Jean Fitchett vs. WCAB (School District of Philadelphia); 1713 C.D. 2011
WORKERS' COMPENSATION UPDATES
Issue: Can a Workers’ Compensation Judge suspend a claimant’s benefits when Employer never formally requested a suspension of benefits?
Background: Claimant, Jean Fitchett, was injured in February, 2001 as a result of a student attack. In September, 2003, Employer issued a Notice of Suspension due to Claimant’s failure to return form LIBC-760. In October, 2003, Employer filed a Termination Petition alleging that Claimant was fully recovered from her work injuries. Claimant filed a Penalty Petition alleging that Employer unilaterally suspended benefits in violation of the Act.
Claimant testified that she received no benefits since September 5, 2003, when Employer filed its Notice of Suspension. She further testified that she never received the LIBC-760 prior to receiving the Notice of Suspension.
Claimant testified that she began receiving pension benefits at the rate of $699 per month in April, 2002. She began receiving social security retirement benefits at the rate of $1,101 per month in October, 2004. Claimant explained that she only accepted these benefits due to lack of income from employment. Claimant, first, testified that she was retired. She later testified that she would have continued to work but for the work injury.
In a November, 2004 interlocutory order, the WCJ ordered Employer to reinstate Claimant’s benefits as of November 2, 2004 when Claimant presented the Court with a completed LIBC-760. The Judge further ordered that Employer was entitled to a credit for pension and social security retirement benefits Claimant received against the renewed receipt of weekly compensation benefits.
The WCJ issued a Decision granting Claimant’s Penalty Petition and denying Employer’s Termination Petition. However, the WCJ ordered Claimant’s benefits suspended as of June 4, 2005, as Claimant had essentially retired and voluntarily withdrawn from the workforce.
Claimant appealed the WCJ’s Decision arguing that the WCJ erred in suspending Claimant’s benefits on the basis that Claimant essentially retired from the workforce because Employer never requested a suspension of benefits due to Claimant’s retirement. The Workers’ Compensation Appeal Board affirmed the suspension as did the Commonwealth Court noting that a WCJ has authority to suspend a claimant’s benefits in absence of a formal petition where doing so would not prejudice the claimant.

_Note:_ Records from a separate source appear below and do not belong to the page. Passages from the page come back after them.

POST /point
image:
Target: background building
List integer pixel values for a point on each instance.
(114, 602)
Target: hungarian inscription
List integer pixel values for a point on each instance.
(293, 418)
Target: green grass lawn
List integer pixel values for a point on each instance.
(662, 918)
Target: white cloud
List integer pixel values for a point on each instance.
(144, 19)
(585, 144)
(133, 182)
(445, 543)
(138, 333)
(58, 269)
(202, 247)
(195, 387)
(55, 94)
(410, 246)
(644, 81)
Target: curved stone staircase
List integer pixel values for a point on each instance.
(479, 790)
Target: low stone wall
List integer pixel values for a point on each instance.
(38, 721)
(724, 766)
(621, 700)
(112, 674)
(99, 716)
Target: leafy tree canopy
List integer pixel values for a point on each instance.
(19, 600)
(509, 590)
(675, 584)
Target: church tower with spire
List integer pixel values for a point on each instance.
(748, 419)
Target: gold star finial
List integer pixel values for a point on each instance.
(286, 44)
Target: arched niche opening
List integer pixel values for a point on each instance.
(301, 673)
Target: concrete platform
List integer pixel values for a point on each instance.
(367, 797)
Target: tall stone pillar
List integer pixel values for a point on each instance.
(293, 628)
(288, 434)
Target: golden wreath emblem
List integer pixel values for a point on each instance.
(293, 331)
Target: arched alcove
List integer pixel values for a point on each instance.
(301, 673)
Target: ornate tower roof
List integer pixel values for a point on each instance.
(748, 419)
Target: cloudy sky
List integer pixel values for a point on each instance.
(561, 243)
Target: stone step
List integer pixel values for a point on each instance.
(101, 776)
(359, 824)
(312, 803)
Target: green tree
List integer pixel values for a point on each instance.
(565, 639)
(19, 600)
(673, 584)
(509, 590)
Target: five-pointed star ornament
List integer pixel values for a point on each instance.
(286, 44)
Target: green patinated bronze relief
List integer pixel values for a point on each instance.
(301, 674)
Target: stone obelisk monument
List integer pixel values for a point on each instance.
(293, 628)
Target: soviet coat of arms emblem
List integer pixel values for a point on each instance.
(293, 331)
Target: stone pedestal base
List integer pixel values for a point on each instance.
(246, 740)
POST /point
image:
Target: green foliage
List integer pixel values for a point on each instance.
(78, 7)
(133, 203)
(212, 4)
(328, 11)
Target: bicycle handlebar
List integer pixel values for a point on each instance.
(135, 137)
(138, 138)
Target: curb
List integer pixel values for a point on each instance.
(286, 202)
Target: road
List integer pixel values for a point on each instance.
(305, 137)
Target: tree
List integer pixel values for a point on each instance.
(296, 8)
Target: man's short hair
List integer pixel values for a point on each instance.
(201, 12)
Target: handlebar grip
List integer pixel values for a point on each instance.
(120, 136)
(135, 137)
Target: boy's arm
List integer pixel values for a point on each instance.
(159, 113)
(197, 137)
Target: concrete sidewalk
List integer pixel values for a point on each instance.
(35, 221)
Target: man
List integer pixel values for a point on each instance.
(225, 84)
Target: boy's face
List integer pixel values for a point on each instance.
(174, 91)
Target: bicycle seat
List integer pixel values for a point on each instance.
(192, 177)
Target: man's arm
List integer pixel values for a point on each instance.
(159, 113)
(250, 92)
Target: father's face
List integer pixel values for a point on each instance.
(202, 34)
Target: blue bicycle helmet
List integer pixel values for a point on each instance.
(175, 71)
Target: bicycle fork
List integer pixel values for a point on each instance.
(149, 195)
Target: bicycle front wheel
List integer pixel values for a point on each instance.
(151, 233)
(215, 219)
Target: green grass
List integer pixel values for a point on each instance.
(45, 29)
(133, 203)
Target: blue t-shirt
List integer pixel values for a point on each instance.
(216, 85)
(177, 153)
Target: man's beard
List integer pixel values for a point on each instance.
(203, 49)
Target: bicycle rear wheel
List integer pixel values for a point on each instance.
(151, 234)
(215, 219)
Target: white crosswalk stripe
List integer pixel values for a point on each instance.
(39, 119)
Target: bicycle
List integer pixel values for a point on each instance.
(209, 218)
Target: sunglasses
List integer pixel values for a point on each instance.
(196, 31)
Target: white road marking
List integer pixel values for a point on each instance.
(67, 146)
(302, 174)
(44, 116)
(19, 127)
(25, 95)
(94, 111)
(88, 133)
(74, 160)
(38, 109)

A claimant is not prejudiced where he or she is put of notice that a termination or suspension is possible and is given the opportunity to defend against it. Adequate notice is based on the totality of the circumstances in each particular case. Here, the Court found that Claimant had adequate notice to defend against the retirement issue. Employer filed a Termination Petition. In addition, Employer’s entitlement to a suspension based on failure to return LIBC-760 remained at issue in Claimant’s Penalty Petition. Lastly, in the WCJ’s interlocutory order reinstating Claimant’s benefits, he provided Employer with a credit for Claimant’s pension benefits and social security retirement benefits. Furthermore, in the original proceedings, the parties took testimony with regard to the circumstances surrounding Claimant receipt of pension benefits, social security retirement benefits, and her alleged retirement from the workforce.
Ruling: Yes, a WCJ has the authority to suspend a claimant’s benefits in the absence of a formal petition.
Practical Significance: The Workers’ Compensation Judge has the authority to suspend or terminate a claimant’s benefits during litigation even if the employer does not file a formal Petition seeking a suspension or termination as long as the claimant is put on notice of the potential suspension and/or termination and is given the opportunity to defend against it.